# Guter Service-Partner für Radon Slide 140 7.0



## wilfredo (13. Oktober 2014)

Hallo,

ich habe seit ein paar Monaten ein Radon Slide 140 7.0 und suche nun einen kompetenten Service im näheren Umfeld von 47495 Rheinberg. Radon selbst nannte mir den nahesten Servicepartner, zu finden kurz vor dem Mond. Ich bin ja gerne bereit einige Kilometer zu fahren, aber keine 100 Km. Hat jemand einen Vorschlag?

Viele Grüße
Wilfried


----------



## filiale (13. Oktober 2014)

Soooo viele Radon Partner gibt es auch nicht...

Ich habe keine Signatur


----------



## MTB-News.de




----------



## wilfredo (13. Oktober 2014)

Es muss ja kein Radon-Partner sein. Ein kompetenter MTB-Schrauberladen reicht mir!


----------



## malben (17. Oktober 2014)

Wenn du Onkel Google nach "Fahrradhändler 47495 Rheinberg" schmeißt er auf anhieb zwei Läden raus:
2 Rad Haus Bunzel und Räderecke Schmitz.
Wenn es richtige Händler sind, du dich dort gut aufgehoben und behandelt fühlst, frag mal an ob Sie einen Service am RADON machen.

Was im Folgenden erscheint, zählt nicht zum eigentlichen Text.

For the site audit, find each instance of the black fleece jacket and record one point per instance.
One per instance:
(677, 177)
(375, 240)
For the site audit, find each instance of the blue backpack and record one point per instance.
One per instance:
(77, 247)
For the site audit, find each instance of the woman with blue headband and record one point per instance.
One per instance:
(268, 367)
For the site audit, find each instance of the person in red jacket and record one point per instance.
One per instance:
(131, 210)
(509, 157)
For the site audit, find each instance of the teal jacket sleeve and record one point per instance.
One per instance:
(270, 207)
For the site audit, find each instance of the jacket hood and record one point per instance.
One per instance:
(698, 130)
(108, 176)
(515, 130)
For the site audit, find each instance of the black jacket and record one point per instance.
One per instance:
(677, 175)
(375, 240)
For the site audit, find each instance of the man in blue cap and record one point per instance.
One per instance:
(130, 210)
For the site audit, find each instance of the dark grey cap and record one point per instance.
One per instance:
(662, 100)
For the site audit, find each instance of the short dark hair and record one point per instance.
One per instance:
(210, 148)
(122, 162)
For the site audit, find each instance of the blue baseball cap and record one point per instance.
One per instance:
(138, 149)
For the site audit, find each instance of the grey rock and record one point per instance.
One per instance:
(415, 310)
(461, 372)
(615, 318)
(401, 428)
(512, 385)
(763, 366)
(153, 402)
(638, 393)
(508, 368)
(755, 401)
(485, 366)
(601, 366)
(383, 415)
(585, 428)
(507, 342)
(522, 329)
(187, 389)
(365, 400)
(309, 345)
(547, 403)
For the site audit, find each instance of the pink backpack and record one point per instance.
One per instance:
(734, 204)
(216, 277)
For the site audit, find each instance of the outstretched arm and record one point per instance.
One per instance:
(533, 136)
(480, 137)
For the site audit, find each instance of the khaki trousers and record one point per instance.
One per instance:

Ich hatte bei meinem Händler im Ort auch meine Bikes zum Service abgegeben, obwohl diese im Online Handel erworben wurden.
Lief alles recht problemlos.


----------



## wilfredo (19. Oktober 2014)

Hallo, 

danke für den Hinweis malben.
Ich kenne beide Läden, möchte mein MTB dort aber nicht so gerne hingeben. Eventuell habe ich ja zu viele unberechtigte Vorurteile, aber irgendwie mangelt es mir dort an ausreichendem Vertrauen. Ein Laden aus der MTB-Scene ist mir lieber. 

Viele Grüße
Wilfried


----------



## Motorecky (16. März 2017)

Hallo zusammen,

ist schon sehr schade. Selbst wenn ich die Liste der in der Nähe befindlichen Servicepartner nutze, komme ich zu einen Sevice Partner in Voerde, der zugemacht hat, einen in Nimwegen der sich nicht meldet.
Habe Radon angeschrieben und um eine Aktuelle Liste Ihrer Service Partner gebeten, den mein Skeen ist noch kein Jahr alt und muss zur Inspektion wegen der Garantie.
Kennt jemand eine gute Bike Werkstatt im Kreis Kleve?
Gruß


----------